Definition:
Perspective-taking is the ability to mentally adopt another person’s point of view — to understand what they know, believe, feel, or intend from their own position rather than your own. In applied linguistics, it is fundamental to pragmatic competence and intercultural communication.
Cognitive and Affective Perspective-Taking
| Type | Description |
|---|---|
| Cognitive perspective-taking | Understanding what another person knows or believes — closely related to Theory of Mind |
| Affective perspective-taking | Understanding what another person feels — empathy |
Both are relevant to language use: effective communication requires modelling the listener’s knowledge state to pitch information appropriately.
Perspective-Taking in Pragmatics
Pragmatic competence — the ability to use and interpret language appropriately in context — depends heavily on perspective-taking.

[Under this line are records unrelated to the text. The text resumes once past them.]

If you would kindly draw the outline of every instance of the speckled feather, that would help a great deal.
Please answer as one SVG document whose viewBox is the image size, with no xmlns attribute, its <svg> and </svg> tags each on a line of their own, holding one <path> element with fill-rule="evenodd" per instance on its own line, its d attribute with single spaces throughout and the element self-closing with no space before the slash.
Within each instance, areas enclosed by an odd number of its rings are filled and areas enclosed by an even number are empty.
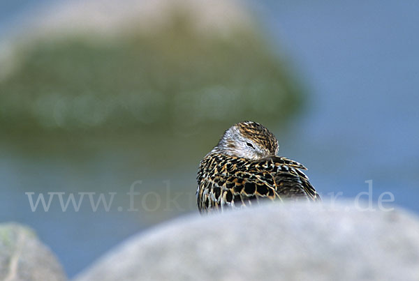
<svg viewBox="0 0 419 281">
<path fill-rule="evenodd" d="M 307 169 L 297 162 L 274 155 L 277 141 L 267 129 L 251 121 L 234 126 L 267 152 L 256 160 L 223 153 L 220 144 L 226 139 L 221 139 L 200 162 L 197 201 L 201 213 L 245 207 L 266 199 L 320 200 L 308 177 L 300 171 Z"/>
</svg>

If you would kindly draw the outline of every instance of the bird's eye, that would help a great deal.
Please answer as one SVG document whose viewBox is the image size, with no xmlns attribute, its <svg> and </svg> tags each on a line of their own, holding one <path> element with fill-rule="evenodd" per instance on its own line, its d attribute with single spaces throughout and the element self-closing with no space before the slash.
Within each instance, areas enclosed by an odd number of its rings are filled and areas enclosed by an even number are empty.
<svg viewBox="0 0 419 281">
<path fill-rule="evenodd" d="M 255 147 L 253 146 L 253 144 L 251 144 L 250 142 L 247 142 L 246 145 L 247 145 L 247 146 L 249 147 L 251 147 L 252 149 L 254 149 Z"/>
</svg>

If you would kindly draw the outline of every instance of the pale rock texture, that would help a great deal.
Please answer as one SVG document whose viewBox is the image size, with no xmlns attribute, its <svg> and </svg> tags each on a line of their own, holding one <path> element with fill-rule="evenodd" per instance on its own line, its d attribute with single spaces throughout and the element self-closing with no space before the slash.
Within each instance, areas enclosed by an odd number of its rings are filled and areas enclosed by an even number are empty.
<svg viewBox="0 0 419 281">
<path fill-rule="evenodd" d="M 348 204 L 181 218 L 117 247 L 75 281 L 418 280 L 419 221 Z"/>
<path fill-rule="evenodd" d="M 0 280 L 66 280 L 61 266 L 34 231 L 17 223 L 0 224 Z"/>
</svg>

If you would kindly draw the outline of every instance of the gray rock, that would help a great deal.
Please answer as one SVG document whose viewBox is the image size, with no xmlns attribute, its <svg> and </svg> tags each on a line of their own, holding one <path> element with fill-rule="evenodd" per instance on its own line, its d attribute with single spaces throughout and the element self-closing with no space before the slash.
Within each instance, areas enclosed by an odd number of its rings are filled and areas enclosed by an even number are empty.
<svg viewBox="0 0 419 281">
<path fill-rule="evenodd" d="M 29 227 L 0 224 L 0 280 L 66 280 L 57 258 Z"/>
<path fill-rule="evenodd" d="M 191 215 L 132 237 L 75 278 L 418 280 L 419 221 L 348 204 Z"/>
</svg>

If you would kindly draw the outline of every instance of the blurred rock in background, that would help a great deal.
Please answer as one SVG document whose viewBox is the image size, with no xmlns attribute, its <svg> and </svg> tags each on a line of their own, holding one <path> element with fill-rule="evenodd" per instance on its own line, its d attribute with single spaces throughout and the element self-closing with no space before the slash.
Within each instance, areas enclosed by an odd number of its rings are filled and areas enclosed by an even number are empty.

To choose the right level of formality, to understand indirect speech acts, to judge whether an utterance is rude or polite, speakers must model their interlocutor’s perspective.
L2 learners frequently violate target-language norms not because they are rude, but because they apply L1-based perspective-taking assumptions about what counts as polite or appropriate.
Theory of Mind
Theory of Mind (ToM) is the related psychological concept: the understanding that others have mental states (beliefs, desires, intentions) that differ from your own. It develops in typically developing children around age 3–5 and underlies all sophisticated social language use.
Perspective-Taking and Reference
In discourse, perspective-taking explains reference tracking — why speakers choose pronouns, demonstratives, or full noun phrases depending on whether the referent is salient enough in the listener’s attention. Failures of perspective-taking here lead to ambiguous pronoun reference.